The possible failure of the referendum has alarmed advocates of the European Union and representatives of the business elite in Italy and throughout Europe. They fear that the fourth largest economy in the EU could plunge into a long period of recession and political instability should the referendum fail and Renzi resign. If new elections take place, a majority hostile to the EU could take over the government for the first time in the traditionally EU-friendly country. This would be a further step, following the Brexit vote, towards the breakdown of the EU.
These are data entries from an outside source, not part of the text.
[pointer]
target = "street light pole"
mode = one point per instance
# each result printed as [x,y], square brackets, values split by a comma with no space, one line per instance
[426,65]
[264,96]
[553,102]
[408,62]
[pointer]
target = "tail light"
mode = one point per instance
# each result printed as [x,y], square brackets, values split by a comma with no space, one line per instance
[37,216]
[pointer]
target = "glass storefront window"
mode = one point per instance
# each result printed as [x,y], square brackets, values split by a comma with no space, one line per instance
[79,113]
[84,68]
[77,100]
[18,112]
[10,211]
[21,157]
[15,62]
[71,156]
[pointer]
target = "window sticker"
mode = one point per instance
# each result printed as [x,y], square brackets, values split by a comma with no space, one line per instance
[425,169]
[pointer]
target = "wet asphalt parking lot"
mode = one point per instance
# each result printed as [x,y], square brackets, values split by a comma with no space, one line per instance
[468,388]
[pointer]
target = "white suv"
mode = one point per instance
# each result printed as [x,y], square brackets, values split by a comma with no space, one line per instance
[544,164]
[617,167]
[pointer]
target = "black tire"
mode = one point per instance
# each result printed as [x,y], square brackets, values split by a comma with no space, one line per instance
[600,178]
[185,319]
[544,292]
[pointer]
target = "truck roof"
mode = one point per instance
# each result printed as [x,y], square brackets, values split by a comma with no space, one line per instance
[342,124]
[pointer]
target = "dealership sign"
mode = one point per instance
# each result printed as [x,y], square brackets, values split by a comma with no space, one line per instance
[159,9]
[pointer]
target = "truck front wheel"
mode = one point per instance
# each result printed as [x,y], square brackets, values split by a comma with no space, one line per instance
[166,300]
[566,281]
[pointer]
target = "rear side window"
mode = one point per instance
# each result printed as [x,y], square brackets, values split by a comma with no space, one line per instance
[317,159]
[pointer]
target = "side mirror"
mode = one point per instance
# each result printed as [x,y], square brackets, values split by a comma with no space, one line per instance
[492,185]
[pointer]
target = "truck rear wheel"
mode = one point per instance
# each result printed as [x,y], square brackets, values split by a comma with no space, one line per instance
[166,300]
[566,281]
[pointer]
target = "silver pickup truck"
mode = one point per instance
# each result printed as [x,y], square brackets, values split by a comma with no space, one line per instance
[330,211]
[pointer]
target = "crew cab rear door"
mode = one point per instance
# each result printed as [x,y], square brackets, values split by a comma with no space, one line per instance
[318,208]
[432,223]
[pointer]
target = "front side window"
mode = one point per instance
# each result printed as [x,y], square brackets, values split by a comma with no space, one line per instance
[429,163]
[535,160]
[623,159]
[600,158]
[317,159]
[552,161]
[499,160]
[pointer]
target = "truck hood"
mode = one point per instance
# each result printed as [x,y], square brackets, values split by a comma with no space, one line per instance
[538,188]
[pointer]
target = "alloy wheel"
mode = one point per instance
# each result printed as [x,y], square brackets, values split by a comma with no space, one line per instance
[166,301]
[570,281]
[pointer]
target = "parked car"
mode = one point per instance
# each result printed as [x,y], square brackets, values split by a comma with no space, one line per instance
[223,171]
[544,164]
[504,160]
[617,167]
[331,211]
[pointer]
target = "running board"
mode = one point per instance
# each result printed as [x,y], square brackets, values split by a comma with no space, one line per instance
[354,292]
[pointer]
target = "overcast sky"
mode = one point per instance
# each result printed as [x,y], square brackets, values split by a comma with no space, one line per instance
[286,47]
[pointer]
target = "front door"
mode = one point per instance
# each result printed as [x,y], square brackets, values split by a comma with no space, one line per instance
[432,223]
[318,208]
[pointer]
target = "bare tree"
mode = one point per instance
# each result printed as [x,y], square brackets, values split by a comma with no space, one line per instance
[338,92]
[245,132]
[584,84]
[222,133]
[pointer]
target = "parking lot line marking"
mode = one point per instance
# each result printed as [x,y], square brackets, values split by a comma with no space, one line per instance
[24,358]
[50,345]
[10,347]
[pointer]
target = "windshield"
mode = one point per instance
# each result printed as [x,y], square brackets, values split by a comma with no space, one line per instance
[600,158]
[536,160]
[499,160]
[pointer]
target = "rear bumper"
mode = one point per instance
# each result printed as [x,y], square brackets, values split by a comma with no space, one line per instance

According to the media, the Confindustria (Confederation of Employers) fears a recession following a “no” vote in the referendum. The Italian leading index on the Milan stock market is declining steadily, and the risk premiums for Italian bank bonds have risen by 20 percent over the past six months—a significant symptom of crisis.
In a Bloomberg survey, 41 out of 42 top managers spoke out in favour of Renzi’s constitutional reform. “I hope for a yes,” said Fiat-Chrysler CEO Sergio Marchionne when visiting Renzi in the company’s Cassino workshop.
Apparently, influential financial institutions are threatening to block rescue programs for Italian banks in the case of a “no” vote. Nonperforming loans on the books of Italian banks are estimated at €360 billion, with the bank Monte dei Paschi di Siena in immediate danger.
The Süddeutsche Zeitung, under the heading “Italy: Tighten your seat-belts,” wrote: “Following a defeat for Renzi, the planned capital increase [for this bank] could hardly be raised, according to Goldman Sachs. There could then be a domino effect for other financial concerns, which will have to collect billions in the coming months.”
Renzi himself has travelled up and down the country, arguing for a “yes” vote. He has met with earthquake and flood victims, debated with opponents of the reform and has been feted by his supporters on TV shows. Three years after he made his widely publicised promises to “shred” the old elites and modernize the country, however, his glamour has faded.
His reforms of pensions, the labour market and schools have had devastating consequences for a large portion of the population, and the economic situation has failed to improve. Under conditions of increasing poverty for the elderly, declining wages, job cuts, company bankruptcies and an official youth unemployment rate of 37 percent, Renzi is a despised figure.
Even a section of his own PD, its trade unions and associated pseudo-left groups feel unable to back Renzi any longer. The trade unions CGIL and FIOM, a wing of the PD, Sinistra Italiana, (which former SEL leader Nichi Vendola and some apostate PD members joined a year ago), as well as Rifondazione Comunista and similar groups have joined the “no” camp. Even former Prime Minister Massimo D’Alema (1998-2000) has spoken out against the constitutional reform.
But after almost 25 years of attacks on the social and political achievements of the working class by so-called “left” governments, backed by the trade unions, it is above all right-wing parties that are benefitting most from the anger directed against Renzi.
In particular, the Five-Star Movement led comedian Beppe Grillo, which has increasingly embraced xenophobia and nationalist positions and attacks the EU from the right, has been winning influence. On almost a daily basis Grillo insults the head of government on his blog, calling Renzi a “serial killer” (because he robs youth of a future), and compares Renzi’s campaign with the screams of a “wounded sow.”
The remnants of the party led by Silvio Berlusconi, who had proposed a similar constitutional reform, the far-right Lega Nord and the fascists of Fratelli d’Italia have campaigned vehemently for a “no” vote. This is despite the fact that, according to one survey, one-fifth of the supporters of these parties back the reform, which contains much of what they have long demanded: the reduction of state bureaucracy and introduction of an authoritarian state.